De acuerdo a estadísticas de la Universidad Católica Boliviana, de los 6,4 millones de bolivianos habilitados para votar este año, aproximadamente la mitad son jóvenes: más de dos millones de millennials (de 22 a 29 años) más un segmento importante de los centennials (14 a 21 años) que ya habrán cumplido la mayoría de edad antes de los comicios.

Los sondeos también indican que apenas un 20 por ciento de estos jóvenes votarían por Evo Morales, de insistir en su repostulación inconstitucional.

Esto tiene una razón clara: Evo Morales es el último representante de una generación anterior de la política, forjada en los años 90 del siglo pasado y con una agenda fijada desde aquellos tiempos.
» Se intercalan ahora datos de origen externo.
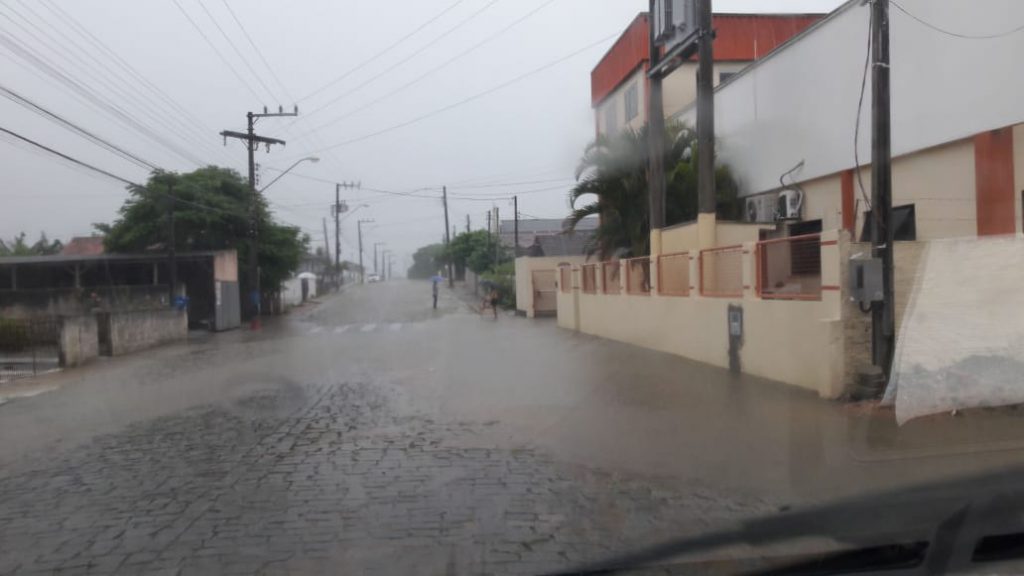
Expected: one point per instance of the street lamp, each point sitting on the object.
(312, 159)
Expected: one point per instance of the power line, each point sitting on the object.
(468, 99)
(955, 34)
(15, 97)
(238, 52)
(387, 49)
(216, 50)
(258, 51)
(118, 113)
(391, 68)
(136, 80)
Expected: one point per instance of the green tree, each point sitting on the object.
(611, 178)
(426, 261)
(211, 212)
(18, 247)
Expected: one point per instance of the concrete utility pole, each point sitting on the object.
(655, 134)
(363, 274)
(706, 110)
(515, 208)
(448, 238)
(376, 244)
(252, 141)
(883, 321)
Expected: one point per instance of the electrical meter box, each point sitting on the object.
(865, 280)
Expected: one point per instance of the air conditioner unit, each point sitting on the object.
(790, 203)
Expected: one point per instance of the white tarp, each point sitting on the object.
(962, 339)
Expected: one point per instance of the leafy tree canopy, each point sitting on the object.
(211, 212)
(611, 182)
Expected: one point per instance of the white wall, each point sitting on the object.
(800, 103)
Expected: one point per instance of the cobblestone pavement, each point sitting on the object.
(327, 479)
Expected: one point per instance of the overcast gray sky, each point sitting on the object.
(385, 122)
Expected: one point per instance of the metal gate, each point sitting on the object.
(545, 292)
(28, 346)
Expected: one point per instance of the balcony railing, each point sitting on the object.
(674, 275)
(722, 272)
(790, 268)
(638, 276)
(609, 277)
(589, 275)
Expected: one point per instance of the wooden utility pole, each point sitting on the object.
(252, 141)
(448, 238)
(883, 321)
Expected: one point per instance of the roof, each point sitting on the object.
(573, 244)
(737, 38)
(84, 246)
(535, 225)
(66, 258)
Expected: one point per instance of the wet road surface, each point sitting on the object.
(372, 435)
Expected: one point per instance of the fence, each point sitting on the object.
(722, 272)
(790, 268)
(674, 275)
(638, 276)
(589, 273)
(609, 277)
(28, 346)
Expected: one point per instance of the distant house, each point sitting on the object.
(84, 246)
(530, 229)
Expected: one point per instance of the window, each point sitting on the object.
(610, 118)
(632, 101)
Es el último eslabón en una cadena de descomposición del sistema democrático boliviano. No la tienen mejor la mayoría de sus contendores, exmandatarios que representan etapas anteriores de ese mismo ciclo.

No pueden ser estas las únicas alternativas de Bolivia: el empantanamiento en un presente cada vez más degradado y el imposible retorno al pasado.

Para remozar la democracia boliviana y lanzarla a los grandes desafíos del cambio tecnológico y social hace falta una renovación profunda de la política, con actores nuevos que comprendan las tendencias más recientes de la economía creativa o naranja, de las startups juveniles, la transformación digital y el emprendimiento ambientalmente responsable.

Por suerte no son los únicos competidores y ese proyecto de futuro está en marcha. Esperemos que pronto el debate nacional pase de enfocarse en lo superficial o circunstancial para abordar este tema de fondo, decisivo para el rumbo que Bolivia tomará en los próximos años.